Enhancing biocompatibility and biorecognition remains a crucial area of exploration for biomineral-based biosensors. Continued research on surface functionalization strategies is essential to improve their biocompatibility and minimize tissue damage or rejection. However, these strategies can introduce unintended consequences. For instance, certain functional groups might trigger immune responses or hinder the sensor’s ability to interact with the target analyte [126]. Despite these challenges, surface functionalization offers a powerful tool for achieving high biorecognition [127]. By mimicking natural binding interactions, biomimetic approaches can enhance a sensor’s selectivity for specific biomarkers.
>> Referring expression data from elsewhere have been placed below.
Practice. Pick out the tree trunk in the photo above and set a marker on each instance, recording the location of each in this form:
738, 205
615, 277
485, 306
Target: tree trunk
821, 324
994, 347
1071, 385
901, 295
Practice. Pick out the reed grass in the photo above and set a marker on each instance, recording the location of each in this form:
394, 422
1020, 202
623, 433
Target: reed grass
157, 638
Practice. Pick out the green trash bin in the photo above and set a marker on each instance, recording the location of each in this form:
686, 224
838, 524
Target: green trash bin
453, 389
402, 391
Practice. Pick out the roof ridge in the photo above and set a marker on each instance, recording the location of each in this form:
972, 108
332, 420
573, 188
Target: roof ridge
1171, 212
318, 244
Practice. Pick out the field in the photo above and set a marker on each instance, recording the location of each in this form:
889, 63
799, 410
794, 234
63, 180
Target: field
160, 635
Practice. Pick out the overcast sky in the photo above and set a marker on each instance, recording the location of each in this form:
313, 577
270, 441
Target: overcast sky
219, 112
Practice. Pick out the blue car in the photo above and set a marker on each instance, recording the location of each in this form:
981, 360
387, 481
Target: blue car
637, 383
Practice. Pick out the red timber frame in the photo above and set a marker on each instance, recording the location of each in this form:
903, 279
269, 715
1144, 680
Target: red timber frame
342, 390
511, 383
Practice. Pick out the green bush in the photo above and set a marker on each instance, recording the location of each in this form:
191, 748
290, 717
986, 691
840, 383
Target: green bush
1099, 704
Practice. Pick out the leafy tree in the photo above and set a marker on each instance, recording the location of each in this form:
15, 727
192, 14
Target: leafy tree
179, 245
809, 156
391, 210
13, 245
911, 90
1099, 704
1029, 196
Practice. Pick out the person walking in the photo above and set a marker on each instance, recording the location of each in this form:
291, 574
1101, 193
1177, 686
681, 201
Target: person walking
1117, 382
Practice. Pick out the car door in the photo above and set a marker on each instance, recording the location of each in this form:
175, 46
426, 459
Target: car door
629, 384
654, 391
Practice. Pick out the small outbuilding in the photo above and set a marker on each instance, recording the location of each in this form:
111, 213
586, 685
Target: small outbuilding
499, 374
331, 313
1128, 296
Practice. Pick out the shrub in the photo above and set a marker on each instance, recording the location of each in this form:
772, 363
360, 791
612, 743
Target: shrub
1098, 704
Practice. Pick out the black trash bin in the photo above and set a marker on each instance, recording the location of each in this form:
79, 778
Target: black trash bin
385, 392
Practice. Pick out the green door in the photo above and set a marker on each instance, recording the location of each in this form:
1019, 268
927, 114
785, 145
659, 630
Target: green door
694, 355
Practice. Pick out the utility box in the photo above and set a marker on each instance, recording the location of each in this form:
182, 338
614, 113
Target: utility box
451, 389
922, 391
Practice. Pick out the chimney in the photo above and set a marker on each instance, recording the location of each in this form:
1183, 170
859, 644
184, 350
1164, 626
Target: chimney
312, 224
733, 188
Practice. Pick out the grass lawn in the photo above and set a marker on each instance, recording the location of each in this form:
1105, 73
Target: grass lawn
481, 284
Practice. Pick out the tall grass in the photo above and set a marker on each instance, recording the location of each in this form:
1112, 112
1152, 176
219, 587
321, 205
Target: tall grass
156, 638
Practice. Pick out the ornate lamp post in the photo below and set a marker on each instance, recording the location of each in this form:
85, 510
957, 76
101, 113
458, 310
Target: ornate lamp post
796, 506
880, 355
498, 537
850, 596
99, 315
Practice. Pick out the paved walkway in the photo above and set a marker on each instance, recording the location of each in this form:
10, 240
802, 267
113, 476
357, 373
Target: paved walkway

However, optimizing these interactions for complex biological environments, which can introduce interferences that affect sensor performance, remains an active area of research.

Furthermore, the incorporation of machine learning and artificial intelligence algorithms offers a transformative leap in data analysis capabilities [128,129]. These algorithms can unlock new levels of data analysis, improve signal processing, and facilitate real-time monitoring, leading to faster and more accurate results. Finally, the development of user-friendly and portable biomineral-based sensors presents a paradigm shift for point-of-care diagnostics and environmental sensing. These user-friendly sensors could enable on-site and real-time detection in resource-limited settings, proving particularly beneficial for early disease detection and environmental monitoring efforts.

By addressing these key areas, biomineral-based biosensors have the potential to become a cornerstone technology for personalized medicine, environmental monitoring, and a wide range of analytical applications. The transformative potential of this technology promises to usher in a new era of sensitive, selective, and user-friendly biosensing.